Sum of squares of in-degrees vs out-degrees in a Tournament Graph
This problem was asked in a test, couple of years ago. Looked interesting!
In a chess tournament, each pair of players plays exactly one game. No game is drawn. Suppose the $i^{th}$ player wins $a_{i}$ games and loses $b_{i}$ games. Show that $$\sum a_{i}^{2} = \sum b_{i}^{2}$$
I can't think of a better title. It would be nice in case someone comes up with a nice title.

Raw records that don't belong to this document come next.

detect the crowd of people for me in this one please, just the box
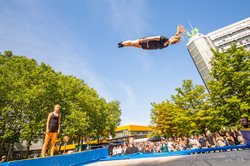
[112,129,247,156]
[111,117,249,156]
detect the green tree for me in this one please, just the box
[63,110,89,149]
[0,52,62,157]
[208,44,250,125]
[0,51,23,155]
[0,51,122,158]
[105,101,121,138]
[89,98,109,144]
[150,100,179,137]
[171,80,215,134]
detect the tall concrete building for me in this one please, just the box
[187,17,250,89]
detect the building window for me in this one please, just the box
[193,53,202,63]
[200,68,210,78]
[197,60,206,70]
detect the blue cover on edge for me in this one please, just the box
[101,144,250,161]
[0,148,108,166]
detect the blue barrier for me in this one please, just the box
[0,148,108,166]
[101,144,250,161]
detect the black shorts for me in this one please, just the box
[139,41,149,49]
[49,124,58,133]
[139,40,168,50]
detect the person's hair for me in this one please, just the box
[240,117,248,122]
[170,24,186,44]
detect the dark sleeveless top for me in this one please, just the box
[49,112,60,133]
[140,36,169,50]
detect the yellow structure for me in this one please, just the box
[55,125,153,151]
[55,139,108,151]
[115,125,153,138]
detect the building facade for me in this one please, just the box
[207,17,250,51]
[115,125,152,138]
[187,33,215,88]
[187,17,250,88]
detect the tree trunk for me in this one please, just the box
[25,140,32,159]
[86,136,89,150]
[6,143,11,162]
[76,136,79,151]
[82,136,84,145]
[0,141,4,155]
[9,143,14,161]
[78,136,81,152]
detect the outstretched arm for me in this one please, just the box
[139,36,161,42]
[57,114,61,134]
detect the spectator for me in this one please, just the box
[216,133,226,147]
[117,146,122,155]
[240,117,249,128]
[178,138,185,151]
[233,130,240,145]
[183,139,190,150]
[225,132,235,146]
[153,143,157,153]
[162,141,168,152]
[156,143,161,153]
[149,144,153,153]
[123,144,128,154]
[112,146,117,156]
[0,155,6,163]
[205,132,216,148]
[237,131,246,144]
[167,138,174,152]
[145,144,150,153]
[198,135,208,149]
[125,137,139,155]
[190,135,199,149]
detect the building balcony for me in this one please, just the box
[210,24,249,41]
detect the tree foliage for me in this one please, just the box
[0,51,121,157]
[208,44,250,125]
[150,80,220,137]
[150,100,179,137]
[150,45,249,137]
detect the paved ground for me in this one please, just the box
[85,150,250,166]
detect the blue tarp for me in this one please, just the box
[0,148,108,166]
[100,144,250,161]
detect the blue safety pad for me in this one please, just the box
[101,144,250,161]
[0,148,108,166]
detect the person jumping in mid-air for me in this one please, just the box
[118,25,186,50]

$$\sum (a_i^2 - b_i^2) = \sum (a_i+b_i)(a_i-b_i) = (n-1) \sum (a_i-b_i) $$ $$= (n-1) \left(\sum a_i - \sum b_i\right) = (n-1)\left(\binom{n}{2} - \binom{n}{2}\right) = 0,$$ where $n$ is the total number of players. (Each player plays $n-1$ games, so $a_i+b_i = n-1$, and there are a total of $\binom{n}{2}$ games played, so $\sum a_i = \sum b_i = \binom{n}{2}$.)

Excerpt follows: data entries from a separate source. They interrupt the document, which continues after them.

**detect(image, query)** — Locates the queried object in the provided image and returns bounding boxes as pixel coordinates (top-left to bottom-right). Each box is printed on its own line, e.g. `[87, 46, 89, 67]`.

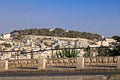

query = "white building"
[105, 38, 116, 43]
[0, 33, 11, 39]
[97, 41, 109, 47]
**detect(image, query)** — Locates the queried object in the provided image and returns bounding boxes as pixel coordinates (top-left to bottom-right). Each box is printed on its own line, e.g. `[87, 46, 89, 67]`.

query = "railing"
[0, 47, 112, 60]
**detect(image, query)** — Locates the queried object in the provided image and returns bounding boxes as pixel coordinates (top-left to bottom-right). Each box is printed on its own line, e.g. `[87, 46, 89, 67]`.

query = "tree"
[10, 28, 101, 40]
[83, 52, 90, 58]
[97, 46, 120, 57]
[1, 43, 11, 48]
[109, 46, 120, 56]
[57, 48, 78, 58]
[97, 47, 110, 57]
[112, 35, 120, 42]
[44, 42, 49, 47]
[55, 45, 60, 49]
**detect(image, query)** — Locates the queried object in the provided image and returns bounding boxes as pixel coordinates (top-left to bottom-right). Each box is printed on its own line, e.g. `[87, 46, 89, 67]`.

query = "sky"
[0, 0, 120, 37]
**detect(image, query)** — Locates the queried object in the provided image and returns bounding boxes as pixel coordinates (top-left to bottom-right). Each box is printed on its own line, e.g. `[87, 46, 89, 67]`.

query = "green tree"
[83, 52, 90, 58]
[57, 48, 78, 58]
[11, 28, 102, 40]
[1, 43, 11, 48]
[109, 46, 120, 56]
[44, 42, 49, 47]
[112, 35, 120, 42]
[97, 47, 110, 57]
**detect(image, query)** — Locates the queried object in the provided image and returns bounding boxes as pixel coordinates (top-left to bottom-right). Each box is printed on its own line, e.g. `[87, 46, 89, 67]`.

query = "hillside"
[10, 28, 101, 40]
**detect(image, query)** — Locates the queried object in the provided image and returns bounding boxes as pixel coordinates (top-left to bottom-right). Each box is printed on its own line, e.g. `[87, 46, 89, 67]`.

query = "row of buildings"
[0, 33, 116, 60]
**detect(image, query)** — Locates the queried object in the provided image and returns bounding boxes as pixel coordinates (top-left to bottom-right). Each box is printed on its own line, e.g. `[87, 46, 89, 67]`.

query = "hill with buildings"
[10, 28, 101, 40]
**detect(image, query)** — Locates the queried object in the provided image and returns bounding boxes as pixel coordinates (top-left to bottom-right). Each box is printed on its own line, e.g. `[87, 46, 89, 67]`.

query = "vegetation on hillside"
[112, 35, 120, 42]
[97, 46, 120, 57]
[1, 43, 11, 48]
[10, 28, 101, 40]
[97, 35, 120, 56]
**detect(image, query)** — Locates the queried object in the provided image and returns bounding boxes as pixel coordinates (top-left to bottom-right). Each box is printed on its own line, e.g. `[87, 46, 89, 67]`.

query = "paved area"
[0, 75, 120, 80]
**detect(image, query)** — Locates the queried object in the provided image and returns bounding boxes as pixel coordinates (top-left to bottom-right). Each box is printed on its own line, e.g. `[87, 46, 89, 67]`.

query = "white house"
[0, 33, 11, 39]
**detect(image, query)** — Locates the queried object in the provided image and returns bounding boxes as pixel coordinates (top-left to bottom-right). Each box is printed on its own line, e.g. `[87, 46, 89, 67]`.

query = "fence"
[38, 56, 119, 69]
[46, 58, 77, 67]
[84, 57, 117, 68]
[1, 56, 120, 71]
[0, 47, 85, 60]
[8, 59, 38, 69]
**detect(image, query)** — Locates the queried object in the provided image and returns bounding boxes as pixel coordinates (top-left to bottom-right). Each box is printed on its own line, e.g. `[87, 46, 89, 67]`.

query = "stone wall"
[46, 58, 77, 67]
[0, 60, 8, 71]
[85, 57, 117, 68]
[7, 56, 119, 70]
[46, 57, 118, 68]
[8, 59, 38, 69]
[8, 58, 78, 69]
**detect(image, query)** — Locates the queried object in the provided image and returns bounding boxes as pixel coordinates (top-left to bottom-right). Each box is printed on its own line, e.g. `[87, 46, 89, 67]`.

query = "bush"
[56, 48, 78, 58]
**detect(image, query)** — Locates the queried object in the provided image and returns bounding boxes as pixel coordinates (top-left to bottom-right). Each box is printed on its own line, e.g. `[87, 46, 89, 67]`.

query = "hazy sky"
[0, 0, 120, 37]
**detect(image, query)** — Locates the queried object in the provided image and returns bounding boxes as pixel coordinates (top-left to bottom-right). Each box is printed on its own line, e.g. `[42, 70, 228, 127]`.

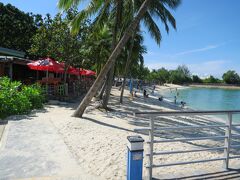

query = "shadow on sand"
[152, 168, 240, 180]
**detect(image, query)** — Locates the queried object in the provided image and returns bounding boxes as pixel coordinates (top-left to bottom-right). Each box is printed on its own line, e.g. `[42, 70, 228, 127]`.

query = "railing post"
[148, 118, 154, 180]
[223, 112, 232, 169]
[127, 136, 144, 180]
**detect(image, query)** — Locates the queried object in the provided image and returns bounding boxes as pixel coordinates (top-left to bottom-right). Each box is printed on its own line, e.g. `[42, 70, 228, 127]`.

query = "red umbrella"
[27, 58, 64, 73]
[76, 69, 96, 76]
[59, 62, 77, 75]
[66, 68, 96, 76]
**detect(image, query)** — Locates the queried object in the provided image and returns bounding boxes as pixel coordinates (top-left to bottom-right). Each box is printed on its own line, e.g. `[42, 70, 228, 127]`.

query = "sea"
[158, 86, 240, 122]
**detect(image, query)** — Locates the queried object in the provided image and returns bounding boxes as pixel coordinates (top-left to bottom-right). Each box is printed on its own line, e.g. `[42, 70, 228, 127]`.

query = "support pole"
[127, 136, 144, 180]
[9, 62, 13, 80]
[223, 112, 232, 169]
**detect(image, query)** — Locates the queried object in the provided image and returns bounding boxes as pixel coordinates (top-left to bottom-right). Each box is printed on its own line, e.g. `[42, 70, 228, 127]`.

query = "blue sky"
[1, 0, 240, 78]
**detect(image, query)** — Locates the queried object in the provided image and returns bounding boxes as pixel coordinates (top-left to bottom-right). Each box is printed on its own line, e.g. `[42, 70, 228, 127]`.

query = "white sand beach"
[1, 84, 240, 179]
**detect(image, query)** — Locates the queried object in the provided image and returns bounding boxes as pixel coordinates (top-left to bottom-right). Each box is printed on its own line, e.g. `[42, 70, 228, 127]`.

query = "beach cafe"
[0, 47, 96, 100]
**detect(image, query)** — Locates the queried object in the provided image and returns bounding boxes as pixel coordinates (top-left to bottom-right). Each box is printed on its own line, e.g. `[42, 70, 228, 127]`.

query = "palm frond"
[143, 12, 162, 45]
[154, 0, 176, 30]
[160, 0, 181, 9]
[58, 0, 83, 10]
[70, 0, 105, 34]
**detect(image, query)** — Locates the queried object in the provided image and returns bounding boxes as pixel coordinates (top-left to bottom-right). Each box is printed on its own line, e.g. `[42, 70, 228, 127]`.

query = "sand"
[1, 84, 240, 179]
[49, 85, 240, 179]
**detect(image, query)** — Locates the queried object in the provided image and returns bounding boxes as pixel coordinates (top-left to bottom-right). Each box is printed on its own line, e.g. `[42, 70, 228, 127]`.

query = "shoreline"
[188, 84, 240, 90]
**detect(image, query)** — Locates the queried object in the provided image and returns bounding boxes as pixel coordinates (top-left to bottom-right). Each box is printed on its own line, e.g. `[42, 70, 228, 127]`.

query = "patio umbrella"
[80, 69, 96, 76]
[59, 62, 77, 75]
[66, 68, 96, 76]
[27, 58, 64, 73]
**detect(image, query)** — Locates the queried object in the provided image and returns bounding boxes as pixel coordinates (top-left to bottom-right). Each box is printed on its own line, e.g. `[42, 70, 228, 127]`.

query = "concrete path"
[0, 115, 97, 180]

Consider flipping the result of one game, say between player 1 and 2.
Then $\sum (a_i)^2 - \sum (b_i)^2$ changes by $2(a_1 + b_1) - 2(a_2 + b_2) = 0$ as $a_i + b_i = n-1$, where $n$ is the number of players.
Thus $\sum (a_i)^2 - \sum (b_i)^2$ is the same no matter what the results and thus is same as the extreme case when the winner wins all matches, the runner up all but one etc, for which the sum is 0.

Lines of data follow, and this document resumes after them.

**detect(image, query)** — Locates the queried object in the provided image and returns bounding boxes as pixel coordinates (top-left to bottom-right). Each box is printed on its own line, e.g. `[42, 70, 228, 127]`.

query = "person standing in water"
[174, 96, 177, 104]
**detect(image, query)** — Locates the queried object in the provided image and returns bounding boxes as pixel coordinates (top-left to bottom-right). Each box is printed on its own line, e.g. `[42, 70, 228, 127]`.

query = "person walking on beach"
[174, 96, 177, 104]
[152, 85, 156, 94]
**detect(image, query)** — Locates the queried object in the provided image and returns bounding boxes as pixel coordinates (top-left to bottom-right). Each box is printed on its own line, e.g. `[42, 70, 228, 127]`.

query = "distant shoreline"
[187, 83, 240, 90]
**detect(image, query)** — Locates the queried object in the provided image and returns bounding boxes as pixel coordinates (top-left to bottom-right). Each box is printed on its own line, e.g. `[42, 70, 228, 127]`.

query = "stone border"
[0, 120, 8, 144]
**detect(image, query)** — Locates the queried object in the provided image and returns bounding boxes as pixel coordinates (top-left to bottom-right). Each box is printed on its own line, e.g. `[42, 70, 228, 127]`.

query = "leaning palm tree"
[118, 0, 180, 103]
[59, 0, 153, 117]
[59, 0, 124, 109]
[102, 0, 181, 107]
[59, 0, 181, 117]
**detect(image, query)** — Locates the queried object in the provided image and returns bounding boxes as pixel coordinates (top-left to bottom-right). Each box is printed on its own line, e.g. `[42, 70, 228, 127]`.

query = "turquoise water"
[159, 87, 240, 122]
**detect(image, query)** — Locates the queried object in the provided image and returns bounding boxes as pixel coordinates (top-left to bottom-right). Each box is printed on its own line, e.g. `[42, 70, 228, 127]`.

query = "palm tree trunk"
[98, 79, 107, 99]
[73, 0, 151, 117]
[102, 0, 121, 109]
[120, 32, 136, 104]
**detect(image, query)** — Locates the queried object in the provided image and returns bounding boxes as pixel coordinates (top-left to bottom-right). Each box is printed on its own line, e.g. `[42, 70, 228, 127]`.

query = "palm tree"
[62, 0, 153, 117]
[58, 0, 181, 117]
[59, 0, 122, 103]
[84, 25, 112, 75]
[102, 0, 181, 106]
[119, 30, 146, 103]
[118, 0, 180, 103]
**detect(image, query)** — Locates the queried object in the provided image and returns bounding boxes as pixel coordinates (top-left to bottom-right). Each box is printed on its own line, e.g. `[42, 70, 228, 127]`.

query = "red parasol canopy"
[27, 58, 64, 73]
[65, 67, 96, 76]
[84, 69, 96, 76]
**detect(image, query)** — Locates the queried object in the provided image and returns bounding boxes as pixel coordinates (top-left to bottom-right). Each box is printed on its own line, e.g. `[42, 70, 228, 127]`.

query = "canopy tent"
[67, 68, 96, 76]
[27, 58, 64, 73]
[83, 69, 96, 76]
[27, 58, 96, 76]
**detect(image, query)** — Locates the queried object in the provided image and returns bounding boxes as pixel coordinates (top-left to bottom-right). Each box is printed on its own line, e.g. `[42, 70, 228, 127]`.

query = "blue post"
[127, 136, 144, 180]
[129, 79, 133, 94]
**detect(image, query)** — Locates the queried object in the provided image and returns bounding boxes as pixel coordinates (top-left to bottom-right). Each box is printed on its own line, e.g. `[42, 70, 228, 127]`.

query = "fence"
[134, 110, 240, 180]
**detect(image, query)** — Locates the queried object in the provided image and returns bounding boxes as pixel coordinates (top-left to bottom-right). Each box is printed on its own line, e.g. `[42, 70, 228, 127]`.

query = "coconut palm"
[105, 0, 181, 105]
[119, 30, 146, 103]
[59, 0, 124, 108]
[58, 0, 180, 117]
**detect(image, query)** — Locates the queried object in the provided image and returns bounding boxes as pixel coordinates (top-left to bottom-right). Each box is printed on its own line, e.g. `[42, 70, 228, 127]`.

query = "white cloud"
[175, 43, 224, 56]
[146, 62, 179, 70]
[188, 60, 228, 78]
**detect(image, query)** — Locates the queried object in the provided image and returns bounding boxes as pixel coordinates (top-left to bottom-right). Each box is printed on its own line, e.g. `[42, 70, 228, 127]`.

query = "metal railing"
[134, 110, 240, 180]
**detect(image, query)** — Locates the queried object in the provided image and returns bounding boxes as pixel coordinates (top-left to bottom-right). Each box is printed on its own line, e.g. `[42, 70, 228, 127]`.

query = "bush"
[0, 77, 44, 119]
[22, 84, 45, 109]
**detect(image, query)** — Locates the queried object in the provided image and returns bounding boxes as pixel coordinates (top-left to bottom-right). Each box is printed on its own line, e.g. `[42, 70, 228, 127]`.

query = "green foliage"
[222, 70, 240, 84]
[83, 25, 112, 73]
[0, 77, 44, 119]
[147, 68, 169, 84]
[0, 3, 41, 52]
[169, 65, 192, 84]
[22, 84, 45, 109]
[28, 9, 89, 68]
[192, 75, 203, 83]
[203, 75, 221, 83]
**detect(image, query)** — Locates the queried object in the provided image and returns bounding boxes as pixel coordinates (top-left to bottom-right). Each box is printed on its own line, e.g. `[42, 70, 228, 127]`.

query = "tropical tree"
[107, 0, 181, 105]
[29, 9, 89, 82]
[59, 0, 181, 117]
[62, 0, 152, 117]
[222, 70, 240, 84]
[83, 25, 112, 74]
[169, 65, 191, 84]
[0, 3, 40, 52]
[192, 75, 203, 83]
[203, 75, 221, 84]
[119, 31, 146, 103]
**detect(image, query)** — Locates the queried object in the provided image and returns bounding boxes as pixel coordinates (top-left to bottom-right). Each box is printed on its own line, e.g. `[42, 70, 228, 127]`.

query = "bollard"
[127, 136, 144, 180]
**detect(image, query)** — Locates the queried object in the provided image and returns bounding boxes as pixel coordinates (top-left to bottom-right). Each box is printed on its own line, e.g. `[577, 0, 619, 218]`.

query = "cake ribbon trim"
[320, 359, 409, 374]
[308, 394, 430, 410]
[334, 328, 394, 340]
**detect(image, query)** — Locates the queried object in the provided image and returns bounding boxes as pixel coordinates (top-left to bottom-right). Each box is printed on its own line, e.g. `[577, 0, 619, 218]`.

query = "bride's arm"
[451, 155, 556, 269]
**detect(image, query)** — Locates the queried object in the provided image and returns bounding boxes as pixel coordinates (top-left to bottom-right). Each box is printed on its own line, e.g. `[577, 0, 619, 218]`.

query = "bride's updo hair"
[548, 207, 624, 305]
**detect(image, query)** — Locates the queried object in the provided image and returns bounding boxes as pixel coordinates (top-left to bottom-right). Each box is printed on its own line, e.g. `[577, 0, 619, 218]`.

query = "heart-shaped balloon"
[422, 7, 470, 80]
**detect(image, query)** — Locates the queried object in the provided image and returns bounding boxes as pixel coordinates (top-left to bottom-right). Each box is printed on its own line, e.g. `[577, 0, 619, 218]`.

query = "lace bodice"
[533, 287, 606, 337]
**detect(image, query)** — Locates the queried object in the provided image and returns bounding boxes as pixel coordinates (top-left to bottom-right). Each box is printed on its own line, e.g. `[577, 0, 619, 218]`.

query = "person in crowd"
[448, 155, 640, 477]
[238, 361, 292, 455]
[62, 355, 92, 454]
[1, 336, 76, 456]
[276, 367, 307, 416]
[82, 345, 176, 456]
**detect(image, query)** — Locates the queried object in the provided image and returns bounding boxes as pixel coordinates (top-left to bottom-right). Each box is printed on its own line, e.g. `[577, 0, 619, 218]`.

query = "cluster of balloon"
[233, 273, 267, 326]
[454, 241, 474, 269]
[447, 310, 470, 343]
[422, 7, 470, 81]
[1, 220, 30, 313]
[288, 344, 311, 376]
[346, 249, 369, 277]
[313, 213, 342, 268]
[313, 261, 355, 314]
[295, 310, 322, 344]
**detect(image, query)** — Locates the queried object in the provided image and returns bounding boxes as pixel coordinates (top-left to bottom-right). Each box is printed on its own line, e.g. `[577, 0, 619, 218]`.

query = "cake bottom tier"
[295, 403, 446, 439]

Let the number of wins of a random player be A, and let the number of losses of a random player be B. Then A and B have the same mean (half the number of games) and the same variance (since $B = n-A$, where n is the number of players). So $A^2$ and $B^2$ have the same expectation, which is what you want.
(Of course, if you write this out more explicitly it'll resemble Mike Spivey's answer quite closely. But this is what went through my head.)